Part of the process of researching Nawa'i includes, of course, engaging with previous scholarship. It is an onerous task: major monographs and articles have appeared in Russian, Uzbek, Turkish, Persian, German, French, Tajik ... and so on. Curiously, little is available in English - it's a similar situation that alluded to in an earlier post, when I was bemoaning the paucity of English-language translations of Mir 'Ali Shir.
I've recently been loaned by my advisor a volume written by the Soviet orientalist E. E. Bertel's, simply titled Navoi: opit tvorcheskoy biografii [Navoi: An experiment in creative biography] (Moscow/Leningrad: Academy of Sciences, 1948). Bertel's was one of the leading Russian orientalists of the 20th century, despite the obvious political and philosophical constraints placed upon him by the Soviet system, which often required scholars to bend their conclusions to match the prevailing ideological trends.
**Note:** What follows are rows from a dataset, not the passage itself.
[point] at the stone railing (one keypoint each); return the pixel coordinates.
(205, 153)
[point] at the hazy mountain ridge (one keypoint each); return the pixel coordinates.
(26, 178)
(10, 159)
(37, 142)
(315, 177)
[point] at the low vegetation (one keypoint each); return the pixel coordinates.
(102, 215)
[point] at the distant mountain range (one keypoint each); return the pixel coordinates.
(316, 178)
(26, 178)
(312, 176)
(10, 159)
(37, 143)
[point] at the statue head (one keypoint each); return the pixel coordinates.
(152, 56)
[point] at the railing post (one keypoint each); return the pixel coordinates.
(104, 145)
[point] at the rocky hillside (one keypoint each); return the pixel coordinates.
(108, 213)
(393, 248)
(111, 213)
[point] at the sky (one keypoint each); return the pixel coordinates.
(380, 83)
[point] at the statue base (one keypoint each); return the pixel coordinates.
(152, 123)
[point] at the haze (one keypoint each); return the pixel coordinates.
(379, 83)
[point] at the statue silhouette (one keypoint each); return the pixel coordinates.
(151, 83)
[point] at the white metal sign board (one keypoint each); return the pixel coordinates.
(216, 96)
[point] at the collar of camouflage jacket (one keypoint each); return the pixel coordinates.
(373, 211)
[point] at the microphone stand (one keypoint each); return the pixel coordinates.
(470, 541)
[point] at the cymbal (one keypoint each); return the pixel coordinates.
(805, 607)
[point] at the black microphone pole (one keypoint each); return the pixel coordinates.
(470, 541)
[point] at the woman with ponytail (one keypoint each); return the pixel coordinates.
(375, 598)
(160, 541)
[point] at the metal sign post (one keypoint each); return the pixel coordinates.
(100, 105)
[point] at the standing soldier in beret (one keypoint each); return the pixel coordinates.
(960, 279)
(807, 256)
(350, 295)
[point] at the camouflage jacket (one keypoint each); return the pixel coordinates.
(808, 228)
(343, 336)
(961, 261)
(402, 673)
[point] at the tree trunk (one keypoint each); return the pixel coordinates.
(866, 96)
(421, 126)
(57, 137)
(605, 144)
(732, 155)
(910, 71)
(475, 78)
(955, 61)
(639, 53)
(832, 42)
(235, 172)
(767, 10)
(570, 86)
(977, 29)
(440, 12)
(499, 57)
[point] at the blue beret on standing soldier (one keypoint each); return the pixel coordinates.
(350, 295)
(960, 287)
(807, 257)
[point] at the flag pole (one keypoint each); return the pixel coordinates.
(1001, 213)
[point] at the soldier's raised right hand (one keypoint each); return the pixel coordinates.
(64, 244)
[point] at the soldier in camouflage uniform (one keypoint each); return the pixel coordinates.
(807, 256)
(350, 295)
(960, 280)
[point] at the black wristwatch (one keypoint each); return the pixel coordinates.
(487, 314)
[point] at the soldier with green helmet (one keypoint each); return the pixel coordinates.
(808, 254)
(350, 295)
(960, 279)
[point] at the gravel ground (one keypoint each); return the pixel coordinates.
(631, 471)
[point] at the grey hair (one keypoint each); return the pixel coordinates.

Bertel's has made an attempt here at a scholarly biography, but with (on the face of it) a populist slant. However, I should refrain from making judgment until I've actually, well, read it.
Bertel's also wrote a similar work on Jami, and it's the relationship between Jami and Nawa'i that is the focus of the latest phase of my research. I'm also holding onto a volume edited by the late Uzbek scholar Asom Urunbaev, entitled Pis'ma-avtografi Abdarrahmana Djami iz "Al'boma Navoi" [Signed letters of Abdurrahman Jami from the "Navoi Album"] (Tashkent: Fan, 1982).
It consists of (Russian) translations from the Persian of letters written by Jami, taken from the so-called Nava'i Album' of collected letters (Ms. of the Uzbek Academy of Sciences, no. 2178). Some of these letters were quoted from in Nawa'i's composition Khamsat al-Mutahayyirin, his memoir of his friendship with Jami.